Quoting from docs.python.org:
"sys.argv
The list of command line arguments passed to a Python script. argv[0]
is the script name (it is operating system dependent whether this is a full pathname or not). If the command was executed using the -c
command line option to the interpreter, argv[0]
is set to the string '-c'
. If no script name was passed to the Python interpreter, argv[0]
is the empty string."
Am I missing something, or sys.argv[0]
always returns the script name, and to get '-c'
I'd have to use sys.argv[1]
?
I'm testing with Python 3.2 on GNU/Linux.
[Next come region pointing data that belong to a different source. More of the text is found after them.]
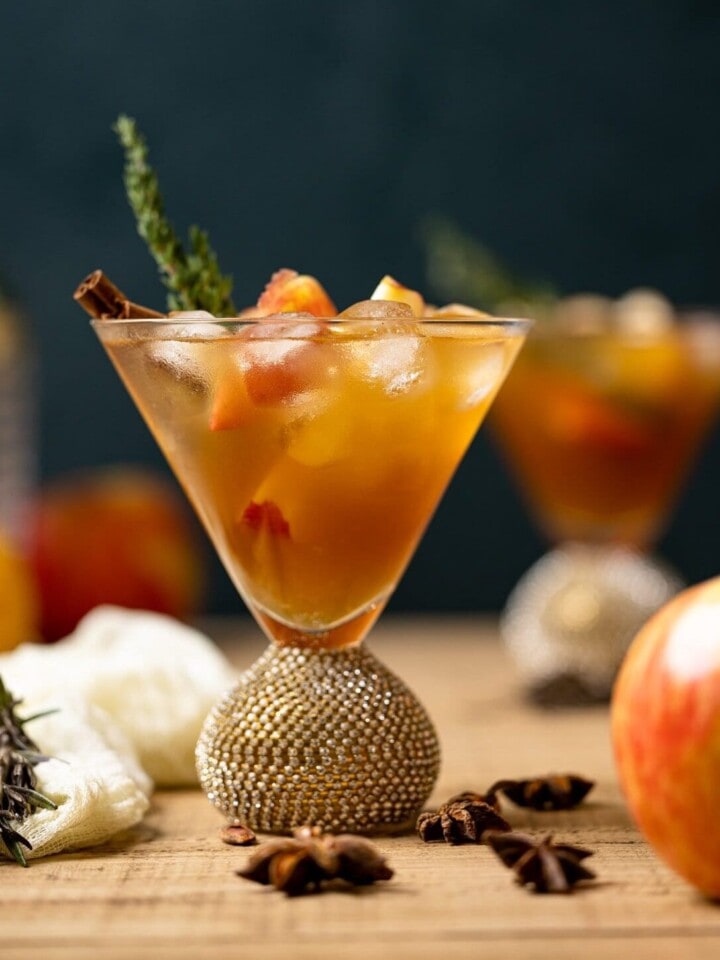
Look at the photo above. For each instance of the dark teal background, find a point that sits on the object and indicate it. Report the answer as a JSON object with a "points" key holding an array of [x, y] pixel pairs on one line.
{"points": [[580, 141]]}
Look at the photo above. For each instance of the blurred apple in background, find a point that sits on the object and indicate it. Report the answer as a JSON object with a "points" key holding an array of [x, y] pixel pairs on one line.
{"points": [[117, 535], [19, 609], [666, 733]]}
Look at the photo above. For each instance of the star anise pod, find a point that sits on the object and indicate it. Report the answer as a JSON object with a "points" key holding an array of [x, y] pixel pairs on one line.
{"points": [[463, 819], [557, 791], [304, 861], [547, 866]]}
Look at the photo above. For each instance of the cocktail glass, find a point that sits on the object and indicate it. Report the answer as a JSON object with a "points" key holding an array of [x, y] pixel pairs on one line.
{"points": [[315, 452], [600, 425]]}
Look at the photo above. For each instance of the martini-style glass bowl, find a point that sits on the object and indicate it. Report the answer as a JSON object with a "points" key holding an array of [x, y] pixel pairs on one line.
{"points": [[600, 422], [315, 453]]}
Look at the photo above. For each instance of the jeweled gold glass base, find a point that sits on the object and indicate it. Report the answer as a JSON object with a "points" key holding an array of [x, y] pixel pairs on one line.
{"points": [[328, 737]]}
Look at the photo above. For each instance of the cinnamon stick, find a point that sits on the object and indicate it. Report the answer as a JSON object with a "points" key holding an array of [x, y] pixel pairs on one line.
{"points": [[99, 297]]}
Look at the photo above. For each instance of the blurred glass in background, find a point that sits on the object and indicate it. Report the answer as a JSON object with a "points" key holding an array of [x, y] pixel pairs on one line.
{"points": [[600, 423]]}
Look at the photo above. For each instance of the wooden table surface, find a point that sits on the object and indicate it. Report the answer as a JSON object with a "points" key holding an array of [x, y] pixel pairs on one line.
{"points": [[168, 888]]}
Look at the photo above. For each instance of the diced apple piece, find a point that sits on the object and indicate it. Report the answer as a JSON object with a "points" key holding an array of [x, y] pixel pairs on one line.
{"points": [[379, 310], [291, 292], [266, 516], [231, 404], [390, 289]]}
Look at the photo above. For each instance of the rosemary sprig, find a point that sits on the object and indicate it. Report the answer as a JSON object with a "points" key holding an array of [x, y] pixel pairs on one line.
{"points": [[19, 755], [193, 279]]}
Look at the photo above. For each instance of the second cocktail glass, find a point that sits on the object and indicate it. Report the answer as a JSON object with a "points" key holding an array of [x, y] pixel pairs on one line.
{"points": [[315, 453], [600, 423]]}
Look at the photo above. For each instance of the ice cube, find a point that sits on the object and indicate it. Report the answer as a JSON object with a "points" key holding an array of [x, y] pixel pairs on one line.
{"points": [[278, 338], [482, 369], [179, 352], [396, 359]]}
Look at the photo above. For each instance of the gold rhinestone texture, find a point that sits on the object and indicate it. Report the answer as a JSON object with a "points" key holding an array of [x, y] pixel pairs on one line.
{"points": [[331, 738]]}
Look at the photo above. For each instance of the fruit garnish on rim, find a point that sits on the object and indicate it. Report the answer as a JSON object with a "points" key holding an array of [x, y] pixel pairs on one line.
{"points": [[291, 292], [390, 289]]}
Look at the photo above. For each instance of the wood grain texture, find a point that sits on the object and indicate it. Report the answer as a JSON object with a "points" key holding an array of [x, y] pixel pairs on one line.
{"points": [[168, 888]]}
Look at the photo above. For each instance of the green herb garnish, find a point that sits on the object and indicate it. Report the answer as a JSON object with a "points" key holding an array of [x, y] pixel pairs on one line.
{"points": [[19, 755], [460, 267], [193, 279]]}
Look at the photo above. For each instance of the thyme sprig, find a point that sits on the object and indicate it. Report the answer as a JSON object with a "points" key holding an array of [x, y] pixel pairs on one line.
{"points": [[19, 755], [193, 278]]}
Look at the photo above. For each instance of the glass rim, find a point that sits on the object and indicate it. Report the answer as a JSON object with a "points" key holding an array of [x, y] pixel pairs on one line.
{"points": [[518, 324]]}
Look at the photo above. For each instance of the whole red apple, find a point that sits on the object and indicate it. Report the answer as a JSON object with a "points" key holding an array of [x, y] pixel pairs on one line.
{"points": [[117, 535], [666, 733]]}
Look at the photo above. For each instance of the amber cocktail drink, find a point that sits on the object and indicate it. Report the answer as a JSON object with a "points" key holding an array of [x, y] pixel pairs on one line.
{"points": [[600, 423], [601, 428], [315, 451]]}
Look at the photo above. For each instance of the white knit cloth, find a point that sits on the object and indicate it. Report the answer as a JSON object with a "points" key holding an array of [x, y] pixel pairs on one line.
{"points": [[94, 779], [132, 691]]}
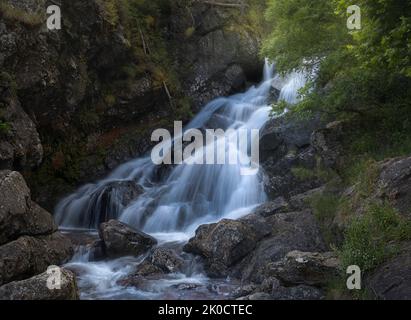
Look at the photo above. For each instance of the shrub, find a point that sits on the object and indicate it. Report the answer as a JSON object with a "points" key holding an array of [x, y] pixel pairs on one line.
{"points": [[374, 237]]}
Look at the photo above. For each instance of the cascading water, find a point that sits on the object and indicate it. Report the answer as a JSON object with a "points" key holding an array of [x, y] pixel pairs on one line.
{"points": [[171, 202], [190, 194]]}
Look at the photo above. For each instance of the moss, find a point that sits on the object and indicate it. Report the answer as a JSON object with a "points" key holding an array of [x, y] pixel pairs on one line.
{"points": [[374, 237], [318, 172], [14, 14]]}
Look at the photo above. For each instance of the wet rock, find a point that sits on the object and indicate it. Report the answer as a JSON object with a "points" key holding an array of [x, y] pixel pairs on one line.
{"points": [[278, 205], [245, 290], [308, 268], [301, 292], [224, 243], [28, 256], [187, 286], [146, 268], [20, 145], [167, 260], [285, 133], [279, 179], [18, 214], [300, 201], [392, 280], [257, 296], [122, 240], [35, 288], [289, 231], [115, 196], [329, 143], [394, 184]]}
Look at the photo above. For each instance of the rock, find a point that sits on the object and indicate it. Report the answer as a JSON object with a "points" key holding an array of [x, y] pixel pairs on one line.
{"points": [[279, 179], [245, 290], [108, 202], [20, 145], [394, 184], [300, 201], [167, 260], [307, 268], [278, 205], [35, 288], [122, 240], [18, 214], [392, 280], [224, 243], [160, 261], [301, 292], [287, 133], [330, 142], [28, 256], [146, 268], [290, 231], [257, 296]]}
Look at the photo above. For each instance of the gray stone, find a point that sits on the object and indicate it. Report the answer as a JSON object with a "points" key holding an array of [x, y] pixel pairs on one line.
{"points": [[122, 240], [35, 288]]}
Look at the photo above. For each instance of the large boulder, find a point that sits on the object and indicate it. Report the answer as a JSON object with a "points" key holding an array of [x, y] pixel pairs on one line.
{"points": [[35, 288], [289, 231], [18, 214], [305, 268], [394, 184], [392, 280], [20, 145], [225, 243], [122, 240], [160, 261], [28, 256]]}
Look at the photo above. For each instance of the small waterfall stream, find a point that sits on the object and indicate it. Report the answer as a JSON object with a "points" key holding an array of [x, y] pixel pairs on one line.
{"points": [[174, 201]]}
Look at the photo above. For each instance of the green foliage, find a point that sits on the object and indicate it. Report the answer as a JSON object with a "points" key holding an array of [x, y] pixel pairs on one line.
{"points": [[365, 72], [373, 237]]}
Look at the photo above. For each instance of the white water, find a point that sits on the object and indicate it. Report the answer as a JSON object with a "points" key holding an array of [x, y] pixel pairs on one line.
{"points": [[172, 207]]}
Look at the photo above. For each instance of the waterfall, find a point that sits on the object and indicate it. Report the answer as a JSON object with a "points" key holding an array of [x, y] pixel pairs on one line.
{"points": [[181, 197]]}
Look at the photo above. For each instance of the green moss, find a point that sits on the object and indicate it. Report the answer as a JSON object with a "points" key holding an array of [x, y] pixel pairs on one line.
{"points": [[318, 172], [374, 237]]}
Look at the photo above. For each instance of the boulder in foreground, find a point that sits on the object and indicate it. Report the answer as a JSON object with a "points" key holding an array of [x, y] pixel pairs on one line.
{"points": [[35, 288], [122, 240]]}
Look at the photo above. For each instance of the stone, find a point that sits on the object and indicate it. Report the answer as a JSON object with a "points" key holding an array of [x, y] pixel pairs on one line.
{"points": [[18, 214], [394, 184], [278, 205], [28, 256], [35, 288], [223, 244], [306, 268], [289, 231], [301, 292], [392, 279], [122, 240]]}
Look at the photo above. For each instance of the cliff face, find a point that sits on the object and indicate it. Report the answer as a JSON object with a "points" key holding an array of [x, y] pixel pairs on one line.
{"points": [[76, 102]]}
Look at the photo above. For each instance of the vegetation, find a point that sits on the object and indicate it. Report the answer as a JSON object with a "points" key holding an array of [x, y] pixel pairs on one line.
{"points": [[374, 237], [365, 72]]}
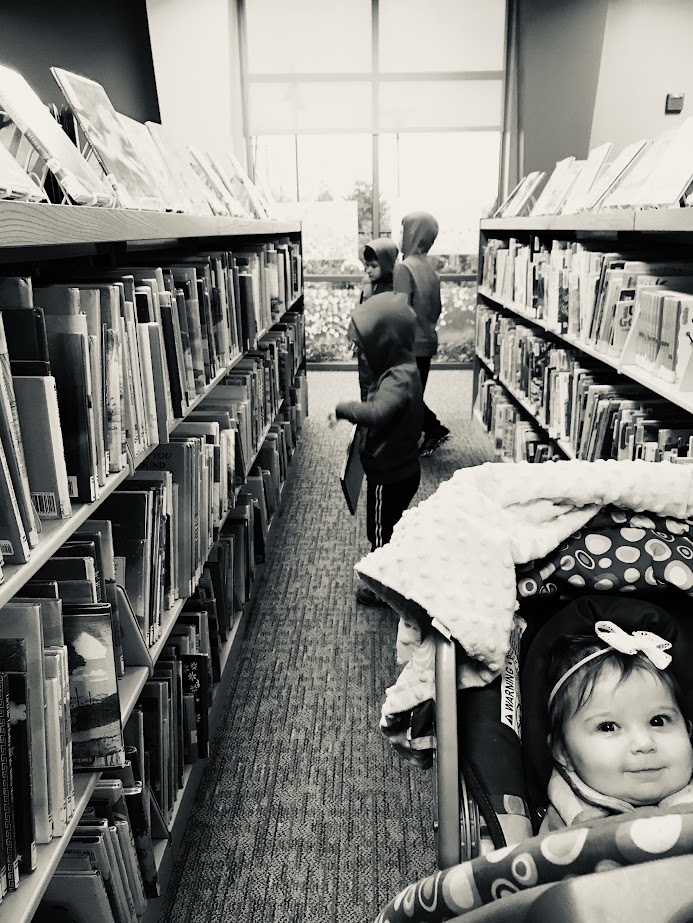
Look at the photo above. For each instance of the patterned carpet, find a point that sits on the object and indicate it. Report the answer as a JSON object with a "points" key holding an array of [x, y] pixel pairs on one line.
{"points": [[304, 814]]}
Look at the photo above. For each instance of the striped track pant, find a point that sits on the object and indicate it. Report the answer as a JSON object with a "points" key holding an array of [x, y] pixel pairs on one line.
{"points": [[385, 504]]}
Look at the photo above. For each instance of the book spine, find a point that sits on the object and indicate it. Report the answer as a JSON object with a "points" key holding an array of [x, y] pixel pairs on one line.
{"points": [[7, 788]]}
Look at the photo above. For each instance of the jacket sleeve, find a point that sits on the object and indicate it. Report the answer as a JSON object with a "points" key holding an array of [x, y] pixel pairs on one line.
{"points": [[376, 412], [403, 281]]}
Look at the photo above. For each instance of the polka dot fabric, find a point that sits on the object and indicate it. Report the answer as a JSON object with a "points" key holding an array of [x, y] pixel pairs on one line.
{"points": [[453, 557], [641, 837], [617, 550]]}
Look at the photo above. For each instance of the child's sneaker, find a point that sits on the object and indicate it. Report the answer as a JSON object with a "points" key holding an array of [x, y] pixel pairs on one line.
{"points": [[367, 597], [431, 443]]}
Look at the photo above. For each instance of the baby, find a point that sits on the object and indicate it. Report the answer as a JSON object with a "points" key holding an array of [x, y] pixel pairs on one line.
{"points": [[616, 730]]}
No, if you invoke Python with -c
to run commands from the command line, your sys.argv[0]
will be -c
:
C:\Python27>python.exe -c "import sys; print sys.argv[0]"
-c
When Python is invoked as python script.py
then sys.argv[0] == 'script.py'
. When you invoke python -c 'import sys; print sys.argv'
then sys.argv[0] == '-c'
indicating the script body was passed as a string on the command line.
python -c
executes a command passed on the command line, rather than a script from a file. sys.argv[0]
will be set to "-c"
.
If you run a script with a -c
flag, then yes, sys.argv[1]
will be set to "-c"
and sys.argv[0]
will be set to the name of the script.